验证一个基本想法,那就是 compound_page 就是连续的几个小页面而已。

$ p page[1].compound_order
$2 = 3 '\003'
$ bt
#0  compound_order (page=0xffffea00048d7600) at ./include/linux/mm.h:721
#1  free_compound_page (page=0xffffea00048d7600) at mm/page_alloc.c:773
#2  0xffffffff81bd827d in folio_put (folio=<optimized out>) at ./include/linux/mm.h:1250
#3  put_page (page=0xffffea00048d7600) at ./include/linux/mm.h:1319
#4  page_to_skb (vi=vi@entry=0xffff8883c1af6900, rq=rq@entry=0xffff888102526000, page=page@entry=0xffffea00048d7600, offset=<optimized out>, len=<optimized out>, len@entry=66, truesize=2048, hdr_valid=true, metasize=0, headroom=0) at drivers/net/virtio_net.c:558
#5  0xffffffff81bdb0a6 in receive_mergeable (stats=0xffffc900022d0e80, xdp_xmit=<optimized out>, len=<optimized out>, ctx=<optimized out>, buf=<optimized out>, rq=0xffff888102526000, vi=0xffff8883c1af6900, dev=0xffff8883c1af6000) at drivers/net/virtio_net.c:1126
#6  receive_buf (vi=0xffff8883c1af6900, rq=0xffff888102526000, buf=<optimized out>, len=<optimized out>, ctx=<optimized out>, xdp_xmit=<optimized out>, stats=0xffffc900022d0e80) at drivers/net/virtio_net.c:1265
#7  0xffffffff81bdc910 in virtnet_receive (xdp_xmit=0xffffc900022d0e70, budget=64, rq=0xffff888102526000) at drivers/net/virtio_net.c:1560
#8  virtnet_poll (napi=0xffff888102526008, budget=<optimized out>) at drivers/net/virtio_net.c:1678
#9  0xffffffff81dd8424 in __napi_poll (n=0xffffea00048d7600, n@entry=0xffff888102526008, repoll=repoll@entry=0xffffc900022d0f37) at net/core/dev.c:6485
#10 0xffffffff81dd8974 in napi_poll (repoll=0xffffc900022d0f48, n=0xffff888102526008) at net/core/dev.c:6552
#11 net_rx_action (h=<optimized out>) at net/core/dev.c:6663
#12 0xffffffff821a0e34 in __do_softirq () at kernel/softirq.c:571
#13 0xffffffff811328ca in invoke_softirq () at kernel/softirq.c:445
#14 __irq_exit_rcu () at kernel/softirq.c:650
#15 0xffffffff8218b8dc in common_interrupt (regs=0xffffc900001d7e38, error_code=<optimized out>) at arch/x86/kernel/irq.c:240
Backtrace stopped: Cannot access memory at address 0xffffc900022d1018

compound page 如何创建的

为什么这个根本无法拦截到任何东西:

sudo bpftrace -e 'kfunc:prep_compound_page { @reads[args->order] = count(); }'

但是在 QEMU 中间打点的时候,在这里是可以获取到很多内容的,也许是 ebpf 的问题,也许内核版本有点小区别,也是环境配置不同。

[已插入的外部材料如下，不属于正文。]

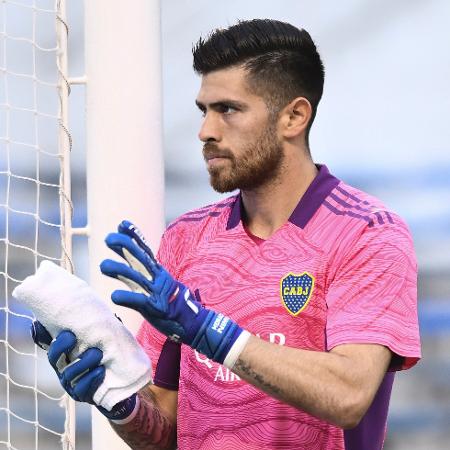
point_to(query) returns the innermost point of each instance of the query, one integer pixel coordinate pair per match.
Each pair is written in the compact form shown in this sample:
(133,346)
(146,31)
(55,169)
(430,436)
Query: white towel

sudo bpftrace -e 'kfunc:__alloc_pages { @reads[args->order] = count(); }'

可以得到:

@reads[2]: 2185
@reads[1]: 3076
@reads[3]: 6123
@reads[0]: 57084

sudo bpftrace -e ‘kfunc:alloc_pages { if (args->order >= 3) { @[kstack] = count(); } }’

可以得到如下位置,

@[
    alloc_pages+5
    alloc_skb_with_frags+183
    sock_alloc_send_pskb+569
    unix_stream_sendmsg+487
    sock_sendmsg+95
    __sys_sendto+252
    __x64_sys_sendto+32
    do_syscall_64+56
    entry_SYSCALL_64_after_hwframe+99
]: 2688

文件系统中的使用:

alloc_pages_exact 是分配的时候不要 __GFP_COMP,因为其需要的不是 2^^order 个,而是特定大小的,首先分配,然后将页释放掉。 因为 compound page 只能是是 2 ^^ order 分配的。

判断 page 类型

那么如何判断一个 page 是不是 transparent hugepage 的哇?

/*
 * PageHuge() only returns true for hugetlbfs pages, but not for normal or
 * transparent huge pages.  See the PageTransHuge() documentation for more
 * details.
 */
int PageHuge(struct page *page)
{
	if (!PageCompound(page))
		return 0;

	page = compound_head(page);
	return page[1].compound_dtor == HUGETLB_PAGE_DTOR;
}

实际上,这个测试只是测试 head 而已,但是限制了使用范围

static inline bool folio_test_transhuge(struct folio *folio)
{
	return folio_test_head(folio);
}

/*
 * PageHuge() only returns true for hugetlbfs pages, but not for
 * normal or transparent huge pages.
 *
 * PageTransHuge() returns true for both transparent huge and
 * hugetlbfs pages, but not normal pages. PageTransHuge() can only be
 * called only in the core VM paths where hugetlbfs pages can't exist.
 */
static inline int PageTransHuge(struct page *page)
{
	VM_BUG_ON_PAGE(PageTail(page), page);
	return PageHead(page);
}

THP split

这几个文章都是讲解两种方案,很烦! Transparent huge pages in the page cache

Finally, a file may be used without being mapped into process memory at all, while anonymous memory is always mapped. So any changes to a filesystem to support transparent huge page mapping must not negatively impact normal read/write performance on an unmapped file.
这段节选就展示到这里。